The mosquitoes also know -- no matter how many times I do it -- I'm one of those goobers who will repeatedly smash my own ear in an attempt to kill them. But even though I can't hear anything by the end of the week, I can't seem to break the habit.

Flies, on the other hand, aren't usually such a bother, unless they happen to get into my house. Then they become evil pests who deserve to be brutally smashed. They follow me around like I'm the Fly King, and pay homage to me by flying around my head constantly. I'm not sure, but one time I think I saw them streaming red, white, and blue smoke behind them as they flew in a Delta formation for my birthday. At least they did until I sucked them up with my Shop-Vac.

But the cause of this clash of the titans was the yellow jacket that stung me this past weekend. I was working outside when it stung me on the leg. I danced around and flailed my arms, trying to kill the little monster in case it was still around. Also, if you scream like a girl, it stuns yellow jackets.

At least that's what I told the neighbors when they asked what that noise was.

"Oh, this war is SO on!" I shouted at no one in particular, and dropped what I was doing. I raced to the hardware store and bought the biggest, meanest-looking yellow jacket trap I could find. Apparently, this particular store refuses to stock the traps with rotating blades and shooting flames, so I was forced to buy a little plastic one instead.

I proudly showed my new implement of destruction to my wife, who was brutally stung the day before. She asked why I waited until I was stung before doing anything about the insect problem, and accused me of completely ignoring her while she was in searing pain.

"You were home yesterday?" I asked.

There must be something special about my house that attracts stinging and biting insects of all kind. If I were an entomologist I'd be delirious with joy. Instead I'm dizzy from all the insecticide fumes.

I've killed dozens of wasps and hornets this summer. I've decimated the area mosquito population. And my latest victory was wiping out an entire ant colony with my Shop-Vac.

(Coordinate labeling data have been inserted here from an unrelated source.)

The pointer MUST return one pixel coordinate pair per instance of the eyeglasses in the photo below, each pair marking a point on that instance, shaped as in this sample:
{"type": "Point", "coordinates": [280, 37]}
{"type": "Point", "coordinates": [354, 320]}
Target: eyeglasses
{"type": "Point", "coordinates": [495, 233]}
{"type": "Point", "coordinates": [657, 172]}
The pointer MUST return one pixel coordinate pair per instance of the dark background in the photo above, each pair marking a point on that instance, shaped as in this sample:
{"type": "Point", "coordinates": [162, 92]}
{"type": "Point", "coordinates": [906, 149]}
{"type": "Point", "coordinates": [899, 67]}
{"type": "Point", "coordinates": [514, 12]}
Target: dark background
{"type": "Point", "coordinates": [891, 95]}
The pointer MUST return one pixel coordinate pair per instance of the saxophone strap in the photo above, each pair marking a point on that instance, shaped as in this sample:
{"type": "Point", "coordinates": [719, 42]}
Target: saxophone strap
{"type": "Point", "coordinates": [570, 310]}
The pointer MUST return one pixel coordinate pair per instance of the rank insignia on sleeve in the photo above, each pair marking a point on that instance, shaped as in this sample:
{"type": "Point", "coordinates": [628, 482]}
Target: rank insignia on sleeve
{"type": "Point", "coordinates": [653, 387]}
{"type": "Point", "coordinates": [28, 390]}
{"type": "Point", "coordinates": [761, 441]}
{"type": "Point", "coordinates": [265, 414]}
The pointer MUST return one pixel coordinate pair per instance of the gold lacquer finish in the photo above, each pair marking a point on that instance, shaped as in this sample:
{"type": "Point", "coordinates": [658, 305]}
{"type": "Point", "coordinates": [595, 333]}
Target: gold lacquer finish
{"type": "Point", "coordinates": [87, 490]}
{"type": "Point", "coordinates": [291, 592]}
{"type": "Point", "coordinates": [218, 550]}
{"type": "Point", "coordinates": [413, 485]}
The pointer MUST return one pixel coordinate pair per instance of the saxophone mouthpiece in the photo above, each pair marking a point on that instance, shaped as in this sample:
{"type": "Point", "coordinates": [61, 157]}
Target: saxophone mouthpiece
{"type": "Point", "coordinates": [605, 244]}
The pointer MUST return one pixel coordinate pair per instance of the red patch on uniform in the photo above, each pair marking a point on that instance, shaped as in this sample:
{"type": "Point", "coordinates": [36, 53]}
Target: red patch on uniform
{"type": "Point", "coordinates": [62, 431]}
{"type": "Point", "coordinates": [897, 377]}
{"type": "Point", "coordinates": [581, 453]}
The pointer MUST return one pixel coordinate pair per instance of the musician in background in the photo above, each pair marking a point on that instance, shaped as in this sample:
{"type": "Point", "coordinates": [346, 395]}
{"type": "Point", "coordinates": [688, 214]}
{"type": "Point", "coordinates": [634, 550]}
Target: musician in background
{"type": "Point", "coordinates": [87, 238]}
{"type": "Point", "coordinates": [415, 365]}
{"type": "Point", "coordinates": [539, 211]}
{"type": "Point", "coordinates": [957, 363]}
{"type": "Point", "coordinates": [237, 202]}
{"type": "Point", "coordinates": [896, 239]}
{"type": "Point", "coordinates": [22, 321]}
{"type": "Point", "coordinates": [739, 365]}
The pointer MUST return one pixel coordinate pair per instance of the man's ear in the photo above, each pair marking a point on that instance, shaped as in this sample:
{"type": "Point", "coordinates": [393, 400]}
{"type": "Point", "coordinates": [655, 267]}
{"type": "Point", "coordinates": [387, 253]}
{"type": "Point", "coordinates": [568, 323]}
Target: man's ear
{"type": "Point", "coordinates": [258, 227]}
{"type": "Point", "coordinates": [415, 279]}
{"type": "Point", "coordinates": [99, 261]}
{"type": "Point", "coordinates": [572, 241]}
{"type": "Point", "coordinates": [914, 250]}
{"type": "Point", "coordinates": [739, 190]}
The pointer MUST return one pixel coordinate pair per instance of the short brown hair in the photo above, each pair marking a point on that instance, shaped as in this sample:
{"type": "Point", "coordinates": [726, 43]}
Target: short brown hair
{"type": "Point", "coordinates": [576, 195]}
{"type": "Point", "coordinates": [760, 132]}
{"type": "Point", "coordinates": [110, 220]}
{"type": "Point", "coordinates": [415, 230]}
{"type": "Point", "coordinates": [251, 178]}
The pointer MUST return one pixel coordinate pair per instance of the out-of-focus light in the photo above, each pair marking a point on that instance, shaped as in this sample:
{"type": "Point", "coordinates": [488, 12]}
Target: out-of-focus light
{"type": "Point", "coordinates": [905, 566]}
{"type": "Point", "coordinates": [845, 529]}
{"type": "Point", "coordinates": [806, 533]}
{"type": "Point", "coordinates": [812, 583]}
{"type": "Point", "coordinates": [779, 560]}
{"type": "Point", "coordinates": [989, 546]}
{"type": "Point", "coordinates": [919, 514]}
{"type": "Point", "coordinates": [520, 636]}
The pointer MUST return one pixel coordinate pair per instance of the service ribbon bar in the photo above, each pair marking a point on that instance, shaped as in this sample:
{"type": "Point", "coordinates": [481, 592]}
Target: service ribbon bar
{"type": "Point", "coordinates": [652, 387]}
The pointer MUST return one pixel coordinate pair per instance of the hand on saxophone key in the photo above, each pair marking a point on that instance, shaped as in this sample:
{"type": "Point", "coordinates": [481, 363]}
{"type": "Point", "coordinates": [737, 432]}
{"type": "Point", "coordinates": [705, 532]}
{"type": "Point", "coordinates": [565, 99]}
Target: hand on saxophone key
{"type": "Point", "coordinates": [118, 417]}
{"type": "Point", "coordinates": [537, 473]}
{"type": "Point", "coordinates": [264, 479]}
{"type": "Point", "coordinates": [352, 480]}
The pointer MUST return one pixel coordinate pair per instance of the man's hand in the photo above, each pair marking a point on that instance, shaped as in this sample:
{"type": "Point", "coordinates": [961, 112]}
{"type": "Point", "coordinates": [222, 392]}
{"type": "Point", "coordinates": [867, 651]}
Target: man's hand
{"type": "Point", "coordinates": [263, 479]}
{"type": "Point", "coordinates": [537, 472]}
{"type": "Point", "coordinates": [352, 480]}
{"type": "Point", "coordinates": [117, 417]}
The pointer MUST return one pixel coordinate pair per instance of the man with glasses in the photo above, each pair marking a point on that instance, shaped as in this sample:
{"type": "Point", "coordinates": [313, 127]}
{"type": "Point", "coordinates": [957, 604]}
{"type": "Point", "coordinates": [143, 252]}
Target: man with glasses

God bless the guy who invented the Shop-Vac.

But before anyone accuses me of being a cruel bug-hater, let me remind you that insects can be equally as deadly as any human with a flyswatter. After all, black widow spiders are extremely venomous, mosquitoes carry the West Nile Virus and malaria, and flies eat our food by throwing up on it as soon as they land.

So don't accuse me of endangering the local bird and bat population with my insect war. Instead, consider that I may have actually saved your life by killing the deadly insect that was going to bite you when you came to my house.

It was that or smash you on the ear.